King receives a highly competitive federal award

Dr. Katherine King, associate professor of the Infectious Disease Division in the Department of Pediatrics at Baylor College of Medicine and Texas Children’s Hospital, received a highly competitive Emerging Investigator Award. This award of $600,000 per year for seven years is from the National Heart, Lung Blood Institute (NHLBI) at the National Institutes of Health (NIH).

The purpose of the NHLBI Emerging Investigator Award is to promote scientific productivity and innovation by providing long-term support and increased flexibility to experienced investigators whose outstanding record of research demonstrates their ability to make major contributions to heart, lung, blood, and sleep research. These awards are intended to support a research program, rather than a research project. They provide investigators with increased freedom to conduct research that breaks new ground or extends previous discoveries in new directions, and allows them to take greater risks and pursue research that requires a longer timeframe.

King received this award for her research proposal titled, “Impact of Infection and Inflammation on Primitive Hematopoiesis”.

Hematopoietic stem cells (HSCs) in the bone marrow are responsible for the regulated production of about 10 billion blood cells per day. Inflammation plays a key role in HSC function, promoting increased production of immune cells during conditions of stress or infection. However, King’s prior work showed that prolonged exposure to an inflammatory molecule, interferon gamma that is induced during chronic mycobacterial and viral infections, alters the self-renewal and differentiation properties of HSCs. Ultimately, this leads to HSC depletion and reduction in all three types of blood cells (red blood cells, white blood cells and platelets).

This discovery spawned an explosion in research into the connections between inflammation and primitive hematopoiesis in the field, which aid in the understanding of the role of inflammation in bone marrow failure syndromes, hematologic malignancies (e.g. aplastic anemia), and age-associated impaired immunity.

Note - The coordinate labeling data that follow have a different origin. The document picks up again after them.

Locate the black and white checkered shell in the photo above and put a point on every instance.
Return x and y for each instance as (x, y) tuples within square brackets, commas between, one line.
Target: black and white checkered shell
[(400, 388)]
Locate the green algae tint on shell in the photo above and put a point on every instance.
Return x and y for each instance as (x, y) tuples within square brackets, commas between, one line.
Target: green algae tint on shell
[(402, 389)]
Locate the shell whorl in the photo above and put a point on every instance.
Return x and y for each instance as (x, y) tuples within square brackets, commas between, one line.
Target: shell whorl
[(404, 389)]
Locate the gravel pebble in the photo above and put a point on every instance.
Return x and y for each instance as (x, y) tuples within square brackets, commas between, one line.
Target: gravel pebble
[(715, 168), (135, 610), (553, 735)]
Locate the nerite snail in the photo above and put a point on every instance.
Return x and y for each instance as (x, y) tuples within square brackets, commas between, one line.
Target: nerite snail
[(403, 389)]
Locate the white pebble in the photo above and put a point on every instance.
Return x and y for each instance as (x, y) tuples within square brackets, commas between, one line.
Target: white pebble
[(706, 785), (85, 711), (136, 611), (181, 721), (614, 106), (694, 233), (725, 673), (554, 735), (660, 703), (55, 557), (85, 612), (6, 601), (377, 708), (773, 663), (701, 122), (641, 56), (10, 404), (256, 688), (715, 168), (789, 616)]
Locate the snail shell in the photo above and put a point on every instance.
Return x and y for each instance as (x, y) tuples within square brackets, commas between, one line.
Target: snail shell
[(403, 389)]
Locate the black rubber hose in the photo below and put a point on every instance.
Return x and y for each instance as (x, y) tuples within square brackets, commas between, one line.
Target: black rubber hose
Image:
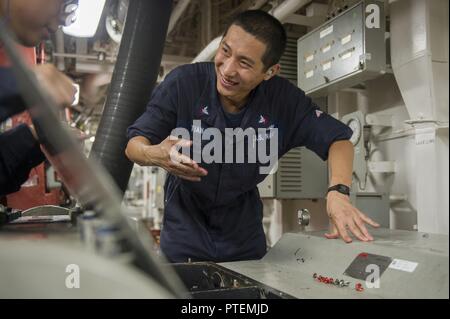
[(133, 80)]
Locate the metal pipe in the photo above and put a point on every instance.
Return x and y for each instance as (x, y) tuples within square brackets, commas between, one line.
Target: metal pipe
[(134, 77)]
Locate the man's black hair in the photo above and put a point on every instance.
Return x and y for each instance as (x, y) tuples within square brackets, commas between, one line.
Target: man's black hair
[(266, 29)]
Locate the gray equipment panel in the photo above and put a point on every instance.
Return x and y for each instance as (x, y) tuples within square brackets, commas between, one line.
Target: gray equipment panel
[(342, 52), (289, 266)]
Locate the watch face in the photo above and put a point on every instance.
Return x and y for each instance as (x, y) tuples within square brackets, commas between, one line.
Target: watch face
[(355, 125), (343, 189)]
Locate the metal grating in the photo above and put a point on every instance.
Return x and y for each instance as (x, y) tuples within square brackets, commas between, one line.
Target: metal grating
[(290, 174), (289, 61)]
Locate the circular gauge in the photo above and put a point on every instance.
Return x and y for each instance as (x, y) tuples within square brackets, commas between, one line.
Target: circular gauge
[(355, 125)]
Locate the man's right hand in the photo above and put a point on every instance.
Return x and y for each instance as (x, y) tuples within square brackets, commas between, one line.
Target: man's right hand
[(167, 156), (58, 85)]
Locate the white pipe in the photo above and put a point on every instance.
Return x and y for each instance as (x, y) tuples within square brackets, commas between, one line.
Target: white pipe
[(281, 12), (288, 7), (176, 14)]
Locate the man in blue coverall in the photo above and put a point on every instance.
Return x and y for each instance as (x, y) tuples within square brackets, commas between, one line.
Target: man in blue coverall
[(32, 21), (213, 210)]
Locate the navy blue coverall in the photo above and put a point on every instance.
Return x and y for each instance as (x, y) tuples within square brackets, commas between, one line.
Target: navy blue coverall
[(19, 150), (220, 218)]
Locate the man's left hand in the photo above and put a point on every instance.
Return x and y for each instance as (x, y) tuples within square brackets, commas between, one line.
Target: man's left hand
[(343, 216)]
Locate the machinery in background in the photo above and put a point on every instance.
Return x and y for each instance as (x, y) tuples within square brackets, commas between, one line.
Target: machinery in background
[(345, 51)]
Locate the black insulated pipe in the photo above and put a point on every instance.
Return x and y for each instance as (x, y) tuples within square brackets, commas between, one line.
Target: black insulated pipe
[(133, 80)]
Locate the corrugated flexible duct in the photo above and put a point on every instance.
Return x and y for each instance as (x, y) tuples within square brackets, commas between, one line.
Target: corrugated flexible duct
[(134, 77)]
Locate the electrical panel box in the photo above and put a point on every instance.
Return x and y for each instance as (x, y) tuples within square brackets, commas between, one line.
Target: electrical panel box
[(344, 51), (301, 174)]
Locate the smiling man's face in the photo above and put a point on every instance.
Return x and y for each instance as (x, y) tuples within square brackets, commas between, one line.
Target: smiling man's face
[(32, 20), (238, 64)]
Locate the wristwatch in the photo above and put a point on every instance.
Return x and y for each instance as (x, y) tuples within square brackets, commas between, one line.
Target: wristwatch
[(341, 188)]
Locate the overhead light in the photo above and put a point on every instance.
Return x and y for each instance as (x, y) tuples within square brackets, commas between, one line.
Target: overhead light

The goal of King’s project is to delineate the mechanisms by which inflammatory cytokine signaling drives the differentiation, depletion, clonal competition and immunologic reprogramming of HSCs with the ultimate aim of identifying therapeutic targets that will support healthy production of all blood cell types throughout life. Moreover, findings from this study are proposed to provide physiologic knowledge that will help develop new strategies to protect and enhance bone marrow function for patients with bone marrow failure, cancer, stem cell transplant, and chronic inflammatory conditions, as well as for the aging population at large.

“It has been my dream to do research that helps people. I started off studying microbes and infections, and eventually moved into studying how the body responds to those infections. Doing research at the intersection of microbiology, immunology and hematology is exciting, because what we learn circles back to touch all of those fields. It is a tremendous honor to receive this grant, and a real credit to the hard work and dedication of the people in my lab,” King said.